O sentimento dos atleticanos que ficou após esse empate na Baixada é o de perda. O Furacão poderia perder para o poderoso River, porque já tinha vários álibis: até um dia desses, estava encaminhado para a Segunda Divisão nacional;  jogava contra o melhor time da América do Sul;  às vésperas do jogo, entre os nove jogadores que foram infectados pelo Covid, estavam o goleiro de Seleção, Santos, o seu reserva Jandrei. Então, teve que recorrer ao jovem curitibano Bento e, sem Christian no meio, ficou sem Nikão, que há anos é o núcleo de qualquer esquema.

Athletico x River Plate - as informações no tempo real do UmDois Esportes!

Mas, eis que de repente, sob a supremacia da personalidade de seu treinador Paulo Autuori, mostrou que era possível alguma coisa além da derrota. Depois de um primeiro tempo irrepreensível na ordenação do jogo (marcação e defesa), com Walter e Bissoli na etapa final, levou os Millionários à loucura.
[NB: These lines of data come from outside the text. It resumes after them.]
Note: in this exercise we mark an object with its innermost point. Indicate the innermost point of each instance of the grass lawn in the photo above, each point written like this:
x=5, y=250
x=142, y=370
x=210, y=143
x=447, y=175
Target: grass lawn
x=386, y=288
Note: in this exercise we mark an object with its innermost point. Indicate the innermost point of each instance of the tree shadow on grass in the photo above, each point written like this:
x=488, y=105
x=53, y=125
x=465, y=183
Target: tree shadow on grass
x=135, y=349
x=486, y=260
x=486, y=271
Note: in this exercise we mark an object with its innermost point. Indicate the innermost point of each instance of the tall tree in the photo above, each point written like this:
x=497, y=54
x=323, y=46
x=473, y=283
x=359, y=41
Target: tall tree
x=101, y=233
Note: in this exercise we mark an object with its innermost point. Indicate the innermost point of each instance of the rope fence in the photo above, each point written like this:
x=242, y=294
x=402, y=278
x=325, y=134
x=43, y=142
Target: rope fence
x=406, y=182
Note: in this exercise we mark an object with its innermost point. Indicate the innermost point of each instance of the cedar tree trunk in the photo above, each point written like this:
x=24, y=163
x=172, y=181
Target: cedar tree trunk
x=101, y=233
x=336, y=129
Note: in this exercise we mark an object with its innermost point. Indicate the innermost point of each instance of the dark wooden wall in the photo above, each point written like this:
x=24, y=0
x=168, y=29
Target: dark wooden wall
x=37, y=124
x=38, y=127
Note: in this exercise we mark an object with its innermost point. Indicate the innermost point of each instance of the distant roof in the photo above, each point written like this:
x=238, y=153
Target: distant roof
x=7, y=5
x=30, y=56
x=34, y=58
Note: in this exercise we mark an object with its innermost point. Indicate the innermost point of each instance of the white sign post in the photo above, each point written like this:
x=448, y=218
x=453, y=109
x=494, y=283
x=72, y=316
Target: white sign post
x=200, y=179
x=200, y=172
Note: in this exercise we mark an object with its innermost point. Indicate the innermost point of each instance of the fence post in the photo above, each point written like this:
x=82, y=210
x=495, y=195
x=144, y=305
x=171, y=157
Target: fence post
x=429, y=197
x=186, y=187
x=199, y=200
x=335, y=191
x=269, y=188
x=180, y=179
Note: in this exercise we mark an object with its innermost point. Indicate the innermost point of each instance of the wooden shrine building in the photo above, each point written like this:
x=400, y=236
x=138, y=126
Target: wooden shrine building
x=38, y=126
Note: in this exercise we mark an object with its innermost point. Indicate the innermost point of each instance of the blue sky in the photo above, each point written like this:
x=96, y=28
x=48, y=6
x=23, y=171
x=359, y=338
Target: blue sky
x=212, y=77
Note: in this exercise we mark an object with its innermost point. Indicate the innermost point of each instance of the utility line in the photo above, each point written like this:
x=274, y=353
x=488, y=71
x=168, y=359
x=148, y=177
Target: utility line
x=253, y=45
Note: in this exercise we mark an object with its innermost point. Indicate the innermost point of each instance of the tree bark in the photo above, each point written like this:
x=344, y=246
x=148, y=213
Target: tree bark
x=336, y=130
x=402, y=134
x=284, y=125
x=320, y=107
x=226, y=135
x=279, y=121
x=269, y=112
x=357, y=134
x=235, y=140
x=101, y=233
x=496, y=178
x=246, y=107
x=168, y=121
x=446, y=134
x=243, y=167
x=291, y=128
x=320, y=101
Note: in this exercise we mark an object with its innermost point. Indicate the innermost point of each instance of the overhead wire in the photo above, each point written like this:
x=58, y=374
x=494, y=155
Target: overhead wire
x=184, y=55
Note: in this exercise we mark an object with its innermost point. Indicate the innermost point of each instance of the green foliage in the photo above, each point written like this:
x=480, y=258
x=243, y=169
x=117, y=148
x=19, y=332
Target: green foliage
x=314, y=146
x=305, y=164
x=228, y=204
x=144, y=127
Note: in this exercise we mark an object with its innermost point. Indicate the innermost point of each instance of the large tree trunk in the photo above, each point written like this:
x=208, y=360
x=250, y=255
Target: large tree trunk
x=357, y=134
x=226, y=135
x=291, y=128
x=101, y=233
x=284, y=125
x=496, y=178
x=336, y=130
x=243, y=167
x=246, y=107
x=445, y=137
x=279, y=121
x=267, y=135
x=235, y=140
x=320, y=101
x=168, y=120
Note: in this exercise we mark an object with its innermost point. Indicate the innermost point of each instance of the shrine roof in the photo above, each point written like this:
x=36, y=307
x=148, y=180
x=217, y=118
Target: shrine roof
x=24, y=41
Inteligente, Walter passou a atrair a zaga, abrindo espaços. Na primeira jogada que fez, a bola foi para um vazio que Bissoli ocupou. E o seu chute rasteiro venceu o goleiro Armani.

E o Athletico que já tinha a sua derrota anunciada e sob conforto, então passou a ganhar de 1 a 0. E, para isso, não fazia nada mais do que jogar estupidamente bem pelas circunstâncias antecedentes (contaminação). Era tão perfeito no aspecto tático pelo que o jogo exigia, que parecia vacinado, sem riscos.

Athletico não teve como segurar o River após expulsão

Mas aí o jovem Reinaldo foi expulso, obrigando Autuori a remontar o time. Se com onze tinha que se superar para dar equilíbrio técnico e tático, com dez teve que suar sangue. Cittadini já estava sangrando há tempo.

O empate seria o corolário da pressão que o River exercia. E ele aconteceu, aos 44 minutos, na bola vindo de escanteio, passou pelo quase invulnerável Thiago Heleno, que poderia ter subido mais, para ser desviada pela cabeça de Paulo Diaz, 1x1.

Não escolho o melhor em campo. Escolho aquele que simbolizou o Furacão nesse jogo: o goleiro Bento, 21 anos. Estreando como profissional no time de infância, no lugar de Santos, goleiro de Seleção, pela Libertadores e contra o poderoso River Plate, mostrou imensas virtudes que o tempo irá consagrar. 

Essa coluna é dedicada a seus pais, que não os conheço, não sei os nomes, e não sei onde moram.